Paradoxical France, the country of the romantic yet stubbornly practical. The concept of a “dream job” does not come from this nation.

I grew up hearing American Girl, 90s girl-power wishes: “Be YOU! Follow your dreams! You miss 100% of the shots you don’t take!”

I laugh imagining that here. “Follow your objectives,” is how I think it would translate, and that is not something you hear (all the better; what a lame motivational statement).

C’est pas possible seems the default for risky or creative endeavors.

I tell people I want to be a writer. I mention articles, books, magazines. I mention passion, figuring it out as I go along. In France, they look at me and squint. You mean you’re in journalism? 

This used to get on my nerves, but I’ve accepted that it’s just a different way of seeing the world, a way I appreciate but don’t fully accept. I’m thankful for my American upbringing, even with its flaws, its inaccurate food pyramid, its pie-in-the-sky-positivity. It’s made me just stubborn enough to wrestle with France.

 

 

bordeaux: à la foire

Bordeaux began as all good trips should, as a decision made at two in the morning the night before. Blame train travel for enabling my dangerously spontaneous ways: the luxury (or gamble) of the young and single.img_3612-1

Bordeaux was another city I knew nothing about, but for its association with red wine. It was closer to Montluçon, though, and I wanted to avoid another six-hour train ride, if possible.

I’d like to write about epic dinners enjoyed in grand chateaus, but the truth is Mary and I spent both nights in Bordeaux running around the carnival. There was something deliciously wrong about this, a feeling akin to skipping school and eating pancakes in bed.

Bordeaux’s Place des Quinconces is one of the largest public squares in Europe, and every foot of it was covered in roller coasters and kebab stands, ferris wheels and trampolines.img_3604-1

Dressed for dinner in silk, ankle boots, lipstick, and after a dinner of seafood pasta and wine, at the fair I felt like an elegant Charlie let loose in the chocolate factory. It was kitsch and bright lights and the smell of sugar, just like anywhere, but with a more insouciant (and much skinnier) crowd. We dodged groups of French teenagers, the straight hair, skinny jeans, and cell phones, to climb aboard dizzying rides like the inexplicably-named “Sexy Dance.” The magic ended at midnight, so we had to act fast. It helped that there were no lines. Maybe the French aren’t as accustomed to putting their lives in the rusty metal hands of carnival machinery.

We rode a Halloween train, in which you sit in a monster’s claw and visit a cave containing all sorts of melted-wax-looking monsters, and tried the flying carpet ride, a breathtaking view of Bordeaux that required trying to keep your balance in a metal cage as a pair of mechanical arms lifts you over the city.

We ate fair food–overly-sweet crêpes–and rode the French “Octopus,” La Pieuvre, a spinning ride that played Olé Olé Olé and released clouds of noxious strawberry smoke that smelled like a trip to the dentist. The only ones on the ride, the controller gave us the choice to keep spinning longer than was probably healthy. Continue?! He yelled.

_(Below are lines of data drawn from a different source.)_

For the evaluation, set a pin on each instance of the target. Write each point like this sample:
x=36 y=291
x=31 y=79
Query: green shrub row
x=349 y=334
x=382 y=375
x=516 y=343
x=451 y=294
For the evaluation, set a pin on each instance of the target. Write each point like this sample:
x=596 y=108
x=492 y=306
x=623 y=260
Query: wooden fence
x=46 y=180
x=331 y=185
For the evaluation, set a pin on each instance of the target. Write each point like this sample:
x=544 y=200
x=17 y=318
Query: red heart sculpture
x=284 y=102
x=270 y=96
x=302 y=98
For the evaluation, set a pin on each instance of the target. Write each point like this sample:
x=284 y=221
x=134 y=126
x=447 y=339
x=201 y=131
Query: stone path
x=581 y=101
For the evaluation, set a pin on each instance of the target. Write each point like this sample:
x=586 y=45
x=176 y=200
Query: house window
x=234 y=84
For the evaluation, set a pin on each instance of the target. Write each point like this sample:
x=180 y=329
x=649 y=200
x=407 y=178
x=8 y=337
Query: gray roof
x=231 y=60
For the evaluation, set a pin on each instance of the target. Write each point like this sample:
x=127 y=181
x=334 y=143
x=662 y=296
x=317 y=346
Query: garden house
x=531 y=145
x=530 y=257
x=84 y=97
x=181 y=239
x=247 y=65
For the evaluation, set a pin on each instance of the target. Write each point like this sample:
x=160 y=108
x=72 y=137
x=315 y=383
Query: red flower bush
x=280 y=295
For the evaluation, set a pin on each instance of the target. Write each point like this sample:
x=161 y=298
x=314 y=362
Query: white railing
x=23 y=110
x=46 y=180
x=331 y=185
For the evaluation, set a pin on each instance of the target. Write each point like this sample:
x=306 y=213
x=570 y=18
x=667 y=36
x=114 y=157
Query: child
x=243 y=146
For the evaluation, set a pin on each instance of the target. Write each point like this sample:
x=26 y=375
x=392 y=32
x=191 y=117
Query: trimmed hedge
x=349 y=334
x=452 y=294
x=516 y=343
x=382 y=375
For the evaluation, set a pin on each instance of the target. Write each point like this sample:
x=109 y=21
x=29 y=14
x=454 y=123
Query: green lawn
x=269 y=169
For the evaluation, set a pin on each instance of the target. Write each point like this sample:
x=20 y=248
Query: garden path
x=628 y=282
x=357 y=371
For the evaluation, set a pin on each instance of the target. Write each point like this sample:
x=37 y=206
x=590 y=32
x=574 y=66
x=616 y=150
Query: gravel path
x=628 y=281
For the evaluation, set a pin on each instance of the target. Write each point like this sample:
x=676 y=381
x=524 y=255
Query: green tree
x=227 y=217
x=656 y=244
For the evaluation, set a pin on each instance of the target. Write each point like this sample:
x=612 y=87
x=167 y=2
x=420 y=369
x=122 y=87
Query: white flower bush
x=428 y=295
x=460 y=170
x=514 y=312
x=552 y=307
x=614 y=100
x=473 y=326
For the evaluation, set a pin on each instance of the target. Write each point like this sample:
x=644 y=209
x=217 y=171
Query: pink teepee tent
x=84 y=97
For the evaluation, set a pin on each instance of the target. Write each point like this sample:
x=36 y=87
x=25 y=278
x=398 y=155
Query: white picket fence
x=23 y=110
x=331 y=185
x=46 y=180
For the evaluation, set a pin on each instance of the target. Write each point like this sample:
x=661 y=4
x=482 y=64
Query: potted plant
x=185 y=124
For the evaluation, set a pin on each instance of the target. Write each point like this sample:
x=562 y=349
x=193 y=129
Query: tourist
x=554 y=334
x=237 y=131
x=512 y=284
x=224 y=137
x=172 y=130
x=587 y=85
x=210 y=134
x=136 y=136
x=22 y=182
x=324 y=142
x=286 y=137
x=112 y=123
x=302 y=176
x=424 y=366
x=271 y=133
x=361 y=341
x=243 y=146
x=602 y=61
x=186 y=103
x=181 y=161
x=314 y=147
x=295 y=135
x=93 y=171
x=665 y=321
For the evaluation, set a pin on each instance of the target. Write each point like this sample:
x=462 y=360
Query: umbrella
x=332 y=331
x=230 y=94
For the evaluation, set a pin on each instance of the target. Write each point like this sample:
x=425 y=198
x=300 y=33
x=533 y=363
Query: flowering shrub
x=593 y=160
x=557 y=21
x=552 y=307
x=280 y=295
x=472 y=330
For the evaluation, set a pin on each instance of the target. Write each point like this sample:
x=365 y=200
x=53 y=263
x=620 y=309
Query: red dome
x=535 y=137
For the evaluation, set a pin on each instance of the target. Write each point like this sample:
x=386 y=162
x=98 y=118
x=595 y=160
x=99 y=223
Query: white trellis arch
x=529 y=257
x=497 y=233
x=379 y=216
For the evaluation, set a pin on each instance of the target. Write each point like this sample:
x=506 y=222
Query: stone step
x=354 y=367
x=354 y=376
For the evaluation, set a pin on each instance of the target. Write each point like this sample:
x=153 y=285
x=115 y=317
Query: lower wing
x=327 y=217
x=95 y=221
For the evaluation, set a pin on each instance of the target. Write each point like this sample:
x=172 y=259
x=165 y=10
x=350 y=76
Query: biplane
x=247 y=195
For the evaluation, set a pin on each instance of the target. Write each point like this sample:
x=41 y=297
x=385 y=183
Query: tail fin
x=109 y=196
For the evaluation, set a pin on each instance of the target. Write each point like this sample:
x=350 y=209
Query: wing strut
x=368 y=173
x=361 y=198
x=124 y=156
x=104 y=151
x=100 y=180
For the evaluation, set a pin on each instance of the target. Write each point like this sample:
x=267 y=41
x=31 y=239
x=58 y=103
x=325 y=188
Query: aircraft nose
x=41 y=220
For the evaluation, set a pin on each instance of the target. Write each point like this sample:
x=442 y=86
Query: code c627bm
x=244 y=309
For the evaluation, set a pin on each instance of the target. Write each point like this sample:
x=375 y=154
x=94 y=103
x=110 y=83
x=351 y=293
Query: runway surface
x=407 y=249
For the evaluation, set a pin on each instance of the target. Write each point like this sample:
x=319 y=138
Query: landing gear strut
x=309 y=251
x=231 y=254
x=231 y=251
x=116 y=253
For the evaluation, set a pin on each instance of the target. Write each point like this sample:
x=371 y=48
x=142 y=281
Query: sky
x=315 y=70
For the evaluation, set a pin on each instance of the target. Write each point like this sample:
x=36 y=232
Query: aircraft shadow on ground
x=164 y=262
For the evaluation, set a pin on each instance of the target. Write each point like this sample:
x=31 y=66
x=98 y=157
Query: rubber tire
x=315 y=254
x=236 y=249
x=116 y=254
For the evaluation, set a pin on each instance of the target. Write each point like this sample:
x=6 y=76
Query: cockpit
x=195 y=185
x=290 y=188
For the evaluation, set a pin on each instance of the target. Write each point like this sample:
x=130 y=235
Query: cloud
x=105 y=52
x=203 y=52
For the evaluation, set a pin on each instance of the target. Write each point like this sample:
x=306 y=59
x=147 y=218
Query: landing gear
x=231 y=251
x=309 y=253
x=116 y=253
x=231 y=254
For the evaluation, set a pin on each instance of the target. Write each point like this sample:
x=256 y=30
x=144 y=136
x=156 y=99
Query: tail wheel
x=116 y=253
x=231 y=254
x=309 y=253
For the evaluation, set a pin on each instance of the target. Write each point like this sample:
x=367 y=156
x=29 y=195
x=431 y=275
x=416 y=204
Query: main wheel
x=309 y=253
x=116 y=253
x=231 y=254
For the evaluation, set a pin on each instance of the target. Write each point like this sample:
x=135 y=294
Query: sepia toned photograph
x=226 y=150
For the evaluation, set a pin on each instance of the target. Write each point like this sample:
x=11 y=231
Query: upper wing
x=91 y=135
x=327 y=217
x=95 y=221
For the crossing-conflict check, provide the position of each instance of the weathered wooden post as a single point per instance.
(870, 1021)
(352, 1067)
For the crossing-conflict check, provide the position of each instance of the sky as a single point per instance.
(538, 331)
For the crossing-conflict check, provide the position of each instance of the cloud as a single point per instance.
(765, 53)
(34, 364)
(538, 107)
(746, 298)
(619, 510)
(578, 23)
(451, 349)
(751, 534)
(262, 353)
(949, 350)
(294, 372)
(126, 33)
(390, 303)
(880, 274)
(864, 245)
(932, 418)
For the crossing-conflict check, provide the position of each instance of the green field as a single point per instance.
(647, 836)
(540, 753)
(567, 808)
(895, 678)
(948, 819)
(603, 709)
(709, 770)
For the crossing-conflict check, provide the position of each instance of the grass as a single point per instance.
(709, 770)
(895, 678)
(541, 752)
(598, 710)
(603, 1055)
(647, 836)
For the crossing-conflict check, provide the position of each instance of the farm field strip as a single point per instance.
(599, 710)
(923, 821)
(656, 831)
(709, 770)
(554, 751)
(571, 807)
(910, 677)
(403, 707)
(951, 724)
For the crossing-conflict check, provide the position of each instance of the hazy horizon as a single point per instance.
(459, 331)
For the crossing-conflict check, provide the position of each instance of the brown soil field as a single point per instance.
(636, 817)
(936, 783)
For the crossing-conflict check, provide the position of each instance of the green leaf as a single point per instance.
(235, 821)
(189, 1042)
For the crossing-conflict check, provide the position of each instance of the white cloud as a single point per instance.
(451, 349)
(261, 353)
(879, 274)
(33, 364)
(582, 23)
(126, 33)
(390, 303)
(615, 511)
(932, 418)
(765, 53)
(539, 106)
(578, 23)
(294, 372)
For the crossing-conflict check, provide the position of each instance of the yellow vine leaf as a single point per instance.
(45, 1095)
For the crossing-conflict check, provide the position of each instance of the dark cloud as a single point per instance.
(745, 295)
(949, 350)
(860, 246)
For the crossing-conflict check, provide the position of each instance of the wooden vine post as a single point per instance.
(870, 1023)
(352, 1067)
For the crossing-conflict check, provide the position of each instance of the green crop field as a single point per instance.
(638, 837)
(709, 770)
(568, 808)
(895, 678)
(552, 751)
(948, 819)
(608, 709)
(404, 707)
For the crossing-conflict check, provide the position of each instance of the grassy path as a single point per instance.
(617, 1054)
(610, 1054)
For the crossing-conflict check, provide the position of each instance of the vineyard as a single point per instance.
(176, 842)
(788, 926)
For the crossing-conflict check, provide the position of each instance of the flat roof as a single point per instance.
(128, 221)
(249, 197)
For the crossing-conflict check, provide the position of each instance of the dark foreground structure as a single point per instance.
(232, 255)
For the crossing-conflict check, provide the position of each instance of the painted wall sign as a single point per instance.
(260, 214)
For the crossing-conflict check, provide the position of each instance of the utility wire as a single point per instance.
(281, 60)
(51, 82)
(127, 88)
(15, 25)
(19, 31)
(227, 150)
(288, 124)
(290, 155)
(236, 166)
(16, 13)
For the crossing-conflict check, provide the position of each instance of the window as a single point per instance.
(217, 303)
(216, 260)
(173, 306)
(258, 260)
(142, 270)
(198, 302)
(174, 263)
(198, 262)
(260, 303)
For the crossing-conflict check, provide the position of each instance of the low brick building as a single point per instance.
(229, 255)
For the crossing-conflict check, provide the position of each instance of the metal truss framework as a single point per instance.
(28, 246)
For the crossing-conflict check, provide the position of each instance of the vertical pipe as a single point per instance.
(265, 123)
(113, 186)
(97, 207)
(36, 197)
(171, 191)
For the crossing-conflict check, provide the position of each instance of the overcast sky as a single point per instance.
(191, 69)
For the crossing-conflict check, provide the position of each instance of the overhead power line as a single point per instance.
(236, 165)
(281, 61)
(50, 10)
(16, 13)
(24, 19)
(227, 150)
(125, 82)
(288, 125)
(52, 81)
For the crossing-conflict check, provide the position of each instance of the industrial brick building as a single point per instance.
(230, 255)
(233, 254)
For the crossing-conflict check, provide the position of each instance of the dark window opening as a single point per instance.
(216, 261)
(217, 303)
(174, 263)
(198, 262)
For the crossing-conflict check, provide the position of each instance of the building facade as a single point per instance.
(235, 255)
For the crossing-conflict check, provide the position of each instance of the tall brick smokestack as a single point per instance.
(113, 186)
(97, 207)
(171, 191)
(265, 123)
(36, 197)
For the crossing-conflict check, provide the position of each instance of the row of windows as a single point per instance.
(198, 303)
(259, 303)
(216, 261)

On the Mouse Coaster we had the front seat next to a grinning six-year-old and her big brother. C’est bien? I asked them. With several teeth missing, the little girl breathlessly recounted how great the ride was. We’ve been on it trois fois!

So the fair was expensive and gave me whiplash, but a French city isn’t all cathedrals and art galleries and stained glass. My best travel memories don’t come from completing checklists of must-see attractions, following in the footsteps of every tourist before, but rather from those things I’ve done naturally and spontaneously. Chasing the incongruities. I’d recommend it, the view of Bordeaux under neon lights, drunk on laughter and music (not to mention half a bottle of red wine).